El Senado y la Cámara conciliarán el próximo martes los textos de la mal llamada reforma a la justicia, que mediante un acto legislativo tramitó el Congreso de Colombia.
Esta reforma, más el Acto Legislativo “Por medio del cual se establecen instrumentos jurídicos de justicia transicional en el marco del artículo 22 de la Constitución Política y se dictan otras disposiciones”, le introducen cambios a nuestra Carta en algo más de treinta artículos, práctica que debilita la estabilidad jurídica como lo he sostenido en esta columna en varias ocasiones, porque las constituciones son normas llamadas a perdurar.

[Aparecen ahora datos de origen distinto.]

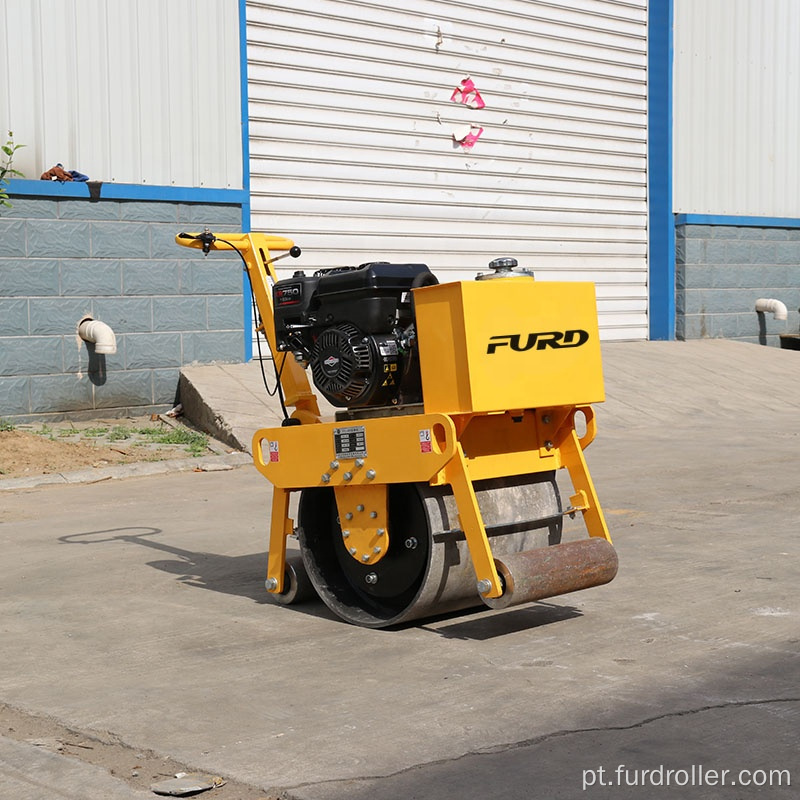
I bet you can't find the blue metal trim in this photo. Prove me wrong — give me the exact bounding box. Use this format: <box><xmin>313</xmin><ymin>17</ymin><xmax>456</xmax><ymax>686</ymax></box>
<box><xmin>6</xmin><ymin>180</ymin><xmax>245</xmax><ymax>206</ymax></box>
<box><xmin>647</xmin><ymin>0</ymin><xmax>675</xmax><ymax>340</ymax></box>
<box><xmin>675</xmin><ymin>214</ymin><xmax>800</xmax><ymax>228</ymax></box>
<box><xmin>239</xmin><ymin>0</ymin><xmax>253</xmax><ymax>361</ymax></box>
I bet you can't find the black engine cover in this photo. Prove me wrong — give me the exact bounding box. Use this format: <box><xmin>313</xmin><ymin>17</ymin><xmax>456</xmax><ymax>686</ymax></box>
<box><xmin>273</xmin><ymin>262</ymin><xmax>438</xmax><ymax>407</ymax></box>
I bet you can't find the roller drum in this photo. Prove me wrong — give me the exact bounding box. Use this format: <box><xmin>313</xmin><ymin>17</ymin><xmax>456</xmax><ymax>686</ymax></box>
<box><xmin>483</xmin><ymin>538</ymin><xmax>618</xmax><ymax>608</ymax></box>
<box><xmin>298</xmin><ymin>472</ymin><xmax>562</xmax><ymax>628</ymax></box>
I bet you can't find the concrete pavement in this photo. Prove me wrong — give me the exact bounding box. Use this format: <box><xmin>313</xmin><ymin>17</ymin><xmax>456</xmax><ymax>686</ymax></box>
<box><xmin>0</xmin><ymin>341</ymin><xmax>800</xmax><ymax>800</ymax></box>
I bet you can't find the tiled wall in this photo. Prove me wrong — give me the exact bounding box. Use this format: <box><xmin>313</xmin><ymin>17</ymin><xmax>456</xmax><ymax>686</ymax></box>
<box><xmin>0</xmin><ymin>196</ymin><xmax>244</xmax><ymax>420</ymax></box>
<box><xmin>676</xmin><ymin>225</ymin><xmax>800</xmax><ymax>346</ymax></box>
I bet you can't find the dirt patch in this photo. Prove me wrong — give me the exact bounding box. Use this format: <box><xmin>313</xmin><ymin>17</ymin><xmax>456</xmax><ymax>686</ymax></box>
<box><xmin>0</xmin><ymin>416</ymin><xmax>220</xmax><ymax>479</ymax></box>
<box><xmin>0</xmin><ymin>703</ymin><xmax>286</xmax><ymax>800</ymax></box>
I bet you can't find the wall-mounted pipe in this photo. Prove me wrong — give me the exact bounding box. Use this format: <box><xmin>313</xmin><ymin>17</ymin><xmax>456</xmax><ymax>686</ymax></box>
<box><xmin>78</xmin><ymin>317</ymin><xmax>117</xmax><ymax>355</ymax></box>
<box><xmin>756</xmin><ymin>297</ymin><xmax>786</xmax><ymax>319</ymax></box>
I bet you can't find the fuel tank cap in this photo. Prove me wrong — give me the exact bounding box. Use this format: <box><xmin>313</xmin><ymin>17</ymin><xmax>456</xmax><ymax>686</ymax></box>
<box><xmin>475</xmin><ymin>257</ymin><xmax>534</xmax><ymax>281</ymax></box>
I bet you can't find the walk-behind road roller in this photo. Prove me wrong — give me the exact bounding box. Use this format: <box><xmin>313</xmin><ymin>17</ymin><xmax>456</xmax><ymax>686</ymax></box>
<box><xmin>176</xmin><ymin>230</ymin><xmax>617</xmax><ymax>628</ymax></box>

La reforma a la justicia, lo conoce hasta la saciedad la opinión pública, es la garantía con rango constitucional de algunos privilegios a congresistas y magistrados de las altas cortes. Esa vergüenza nacional quedará consumada la semana que se inicia, a pesar de que subsisten dudas en algunos de los cambios introducidos: varias propuestas no recibieron los ocho debates, que son obligatorios; a mi juicio, el congreso carece de competencia para otros temas aprobados, pues reforma instituciones que son columna vertebral de nuestro constitucionalismo. Estoy absolutamente seguro de que las demandas ante la Corte Constitucional van a ser muchas.
Han sido tan peregrinas las explicaciones del ministro de Justicia, doctor Juan Carlos Esguerra y de uno de los ponentes y representante a la Cámara, el doctor Alfonso Prada que no se sabe si toman a los colombianos por zoquetes o su angelical defensa de la reforma los convierte en unos ingenuos diletantes. Estos dos personajes dijeron que la reforma a la justicia era revolucionaria porque garantizaba la presencia de jueces a todos los municipios colombianos, ya que hoy no existe esa cobertura. Pobre explicación, extender la rama judicial a todos los rincones de la patria no necesita de reformas constitucionales, bastaba la decisión del gobierno con más presupuesto y del Consejo Superior de la Judicatura con la creación de los cargos respectivos; tan sencillo como cumplir con el deber. Para esta gran “transformación” no se requería una reforma de este alcance.
Los magistrados de las altas cortes verán ampliados sus períodos de 8 á 12 años y la edad de retiro forzoso pasará de 65 á 70 años. Los congresistas logran la segunda instancia en sus procesos penales y en los de pérdida de investidura, lo que parece obvio; pero obtienen un privilegio distinto al del resto de mortales: no podrán ser detenidos ni en la etapa de la investigación y ni en la del juicio. Si la norma fuera general, distinto sería, pero se ha consagrado un privilegio mortificante e inexplicable.
Finalmente, como todas las reformas en Colombia, nada cambiará y todo seguirá igual; la Comisión de acusaciones de la Cámara tendrá otro nombre, el Consejo Superior de la Judicatura pasará a llamarse distinto y seguramente tendrá un origen distinto. El único cambio es el seguro constitucional para los privilegios de magistrados y congresistas.